Kollektivvertrag falsche Fachgruppenzuordnung OGH Urteil

Kollektivvertrag falsche Fachgruppenzuordnung OGH

Kollektivvertrag bei falscher Fachgruppenzuordnung: Warum ein Irrtum der Wirtschaftskammer keine Sonderzahlungen rettet

Ein Monteur in Wien hofft auf den 13. und 14. Lohn, weil sein Betrieb kurzzeitig anders eingestuft wurde – doch der erhoffte Kollektivvertrag bei falscher Fachgruppenzuordnung trägt nicht. Wie kann ein offensichtlicher Fehler der Wirtschaftskammer folgenlos bleiben, obwohl es am Lohnzettel brennt? Kollektivvertrag falsche Fachgruppenzuordnung OGH

Vom Messestand zur Gerichtstreppe – die kurze Hoffnung auf Metall-Sonderzahlungen

Ein Messemonteur arbeitet im Herbst auf Hochtouren. Das Unternehmen verschraubt vorgefertigte Kabinen und Stände, effizient und mobil. Im Arbeitsvertrag steht klar: kein Kollektivvertrag. Dann die Nachricht: Die Wirtschaftskammer ordnet den Betrieb kurzfristig der Metalltechnik-Fachgruppe zu. Plötzlich scheint der Anspruch auf 13. und 14. Monatslohn greifbar.

Die Arbeitgeberin widerspricht: Die Umreihung war ein Irrtum, wurde rückgängig gemacht. Die Vorinstanzen – Erstgericht und Berufungsgericht – folgen dieser Linie. Die spannende Rechtsfrage lautet: Dürfen Gerichte überhaupt überprüfen, welcher Fachgruppe ein Betrieb angehört? Der Oberste Gerichtshof (OGH) bejaht die Bindung an die Kammerzuordnung (siehe (OGH 24.05.2017, 9ObA16/17v)) und gibt der Änderung durch die Wirtschaftskammer maßgebliche Bedeutung.

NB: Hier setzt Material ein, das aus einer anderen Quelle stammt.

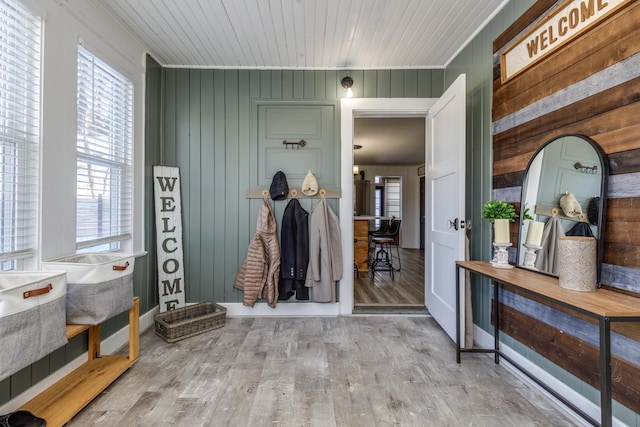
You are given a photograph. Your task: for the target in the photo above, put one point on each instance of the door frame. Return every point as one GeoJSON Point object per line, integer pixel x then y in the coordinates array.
{"type": "Point", "coordinates": [350, 108]}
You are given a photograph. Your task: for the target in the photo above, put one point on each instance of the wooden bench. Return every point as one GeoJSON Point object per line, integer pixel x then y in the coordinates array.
{"type": "Point", "coordinates": [63, 400]}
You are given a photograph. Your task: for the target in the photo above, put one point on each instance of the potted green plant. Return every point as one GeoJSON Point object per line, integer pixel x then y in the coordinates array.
{"type": "Point", "coordinates": [499, 213]}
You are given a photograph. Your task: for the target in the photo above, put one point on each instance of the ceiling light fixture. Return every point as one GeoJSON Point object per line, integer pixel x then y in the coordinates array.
{"type": "Point", "coordinates": [346, 83]}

Die Entscheidung ist öffentlich abrufbar:
(OGH 24.05.2017, 9ObA16/17v). Danach blieb es dabei: kein Anspruch auf Metall-Sonderzahlungen, weil die Fachgruppen-Korrektur die kurzzeitige Fehleinstufung aufhob.

OGH 24.05.2017, 9ObA16/17v: Gerichte in Österreich sind an die Fachgruppenzuordnung der Wirtschaftskammer gebunden; eine kurzfristige, später korrigierte Fehl-Umreihung begründet keine Ansprüche auf Leistungen eines anderen Kollektivvertrags. Das Kernergebnis gilt auch dann, wenn Lohnzettel zwischenzeitig Hoffnungen auf den 13. und 14. Monatslohn wecken.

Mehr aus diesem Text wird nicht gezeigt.